Getting the right combination of references in this took a bit too… eventually I fell back again on Arc. It’s … actually the right tool for the job, no? Because I’ll have at least two references kicking around at times, in children (and sometimes parents) and in the stack.

Neat.

Also note: because we’re not reversing here, nodes at the same level will be returned in the opposite order they were seen on the input, you can add a .rev() at the end of the children.borrow().iter() line. But for these problems, it doesn’t matter.

Okay. So, what was the problem even?

Right, iterate through the tree and sum up the recursive side (including overlaps) of all directories that have a size of no more than 100,000.

fn part1(filename: &Path) -> String {
    let root = FileSystemThing::from(iter_lines(filename));

    let mut total_sizes = 0;
    for node in root.walk() {
        match node.borrow() {
            FileSystemThing::Directory { .. } => {
                let size = node.size();
                if size <= 100000 {
                    total_sizes += size;
                }
            }
            _ => {}
        }
    }

    total_sizes.to_string()
}

Not so bad.

One thing probably worth mentioning is that I implemented (and used here) an iter_lines method. It’s the same as from_lines, it just doesn’t collect, making it lazy for free. It doesn’t matter at all in this case, but would 1) save some memory by not loading an entire file into memory and 2) allow you to partially consume the input easily.
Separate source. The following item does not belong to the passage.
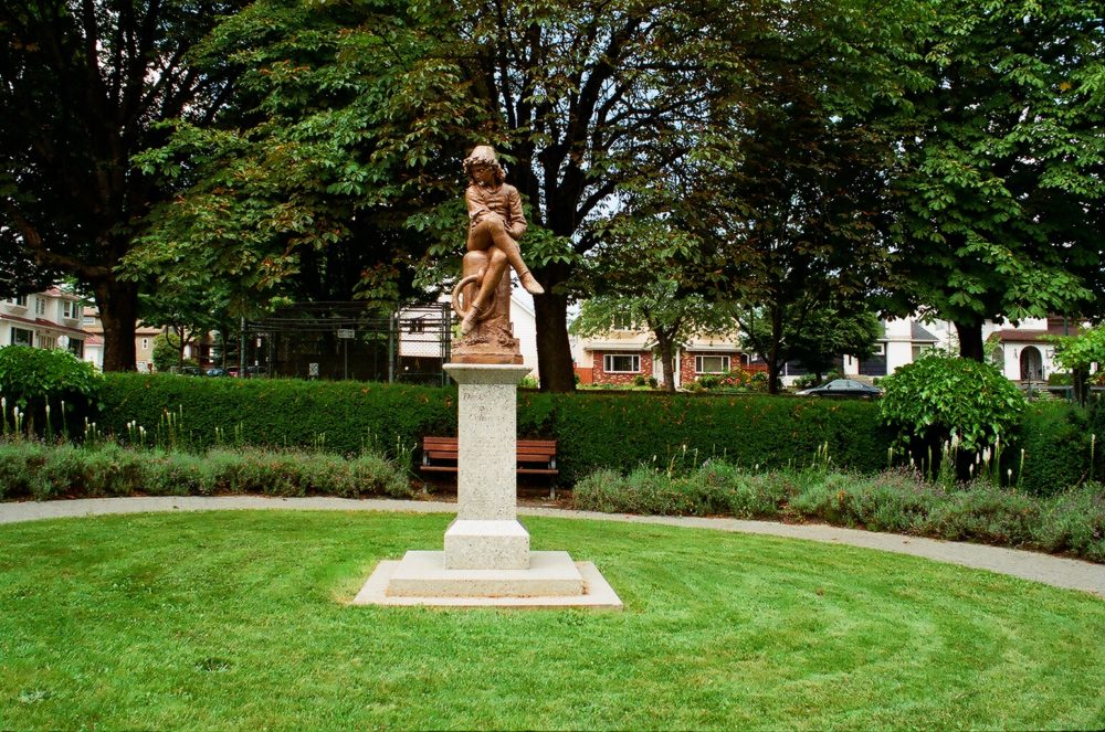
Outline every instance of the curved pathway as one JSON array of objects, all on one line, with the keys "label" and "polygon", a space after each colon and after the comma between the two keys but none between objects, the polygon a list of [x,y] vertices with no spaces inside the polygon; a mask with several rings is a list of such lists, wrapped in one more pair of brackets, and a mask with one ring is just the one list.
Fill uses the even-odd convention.
[{"label": "curved pathway", "polygon": [[[0,503],[0,523],[17,523],[39,519],[56,519],[112,513],[147,513],[151,511],[213,510],[324,510],[324,511],[406,511],[413,513],[452,513],[456,503],[348,498],[266,498],[261,496],[225,497],[143,497],[84,498],[44,502]],[[1105,598],[1105,565],[985,544],[964,544],[919,537],[838,529],[823,524],[789,524],[772,521],[737,519],[704,519],[671,516],[629,516],[569,511],[556,508],[519,506],[522,516],[548,516],[565,519],[659,523],[673,527],[714,529],[741,533],[768,534],[788,539],[806,539],[827,543],[864,547],[881,551],[924,556],[979,570],[1009,574],[1023,580],[1042,582],[1056,587],[1081,590]]]}]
I may go back and change previous days over to this model.

Part 2

Assume this virtual disk has total available space of 70,000,000. You need 30,000,000 free. Find the smallest directory (recursively) you can delete that would leave you with 30,000,000 free and return it’s size.
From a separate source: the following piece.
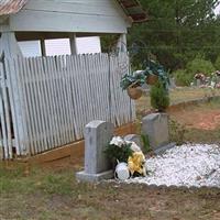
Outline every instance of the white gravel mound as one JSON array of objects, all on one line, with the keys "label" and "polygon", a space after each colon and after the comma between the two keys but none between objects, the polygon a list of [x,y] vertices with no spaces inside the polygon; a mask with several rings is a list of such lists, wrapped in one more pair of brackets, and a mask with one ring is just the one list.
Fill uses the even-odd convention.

I definitely made this more verbose than I needed to calculate this target. So it goes.

Essentially, I want to:

  • Calculate what the target_to_free size is
  • Initialize how much is freeable to usize::MAX (since we want a minimum)
  • Walk the file system
    • Skip files
    • For directories:
      • If it’s larger than target_to_free and smaller than freeable, update freeable
      • Otherwise, skip it
  • Return the final freeable value
fn part2(filename: &Path) -> String {
    let root = FileSystemThing::from(iter_lines(filename));

    let total_disk = 70000000;
    let needed = 30000000;
    let used = root.size();
    let available = total_disk - used;
    let target_to_free = needed - available;

    // We need the smallest directory at least larger than target_to_free
    let mut freeable = usize::MAX;

    for node in root.walk() {
        match node.borrow() {
            FileSystemThing::Directory { .. } => {
                let size = node.size();
                if size > target_to_free && size < freeable {
                    freeable = size;
                }
            }
            _ => {}
        }
    }

    freeable.to_string()
}

I do enjoy the programs where the final wrapper for part 2 is mostly done by properly engineering part 1. 😄

Performance

Fast:

./target/release/07-recursive-fileinator 1 data/07.txt

1453349
took 403.291µs
./target/release/07-recursive-fileinator 2 data/07.txt

2948823
took 421.666µs

Yeah… I don’t really need to optimize that from a speed perspective.

Like I said though, If you happen to be reading this and know of a more idiomatic / cleaner way to write the from code, I’d love to hear it.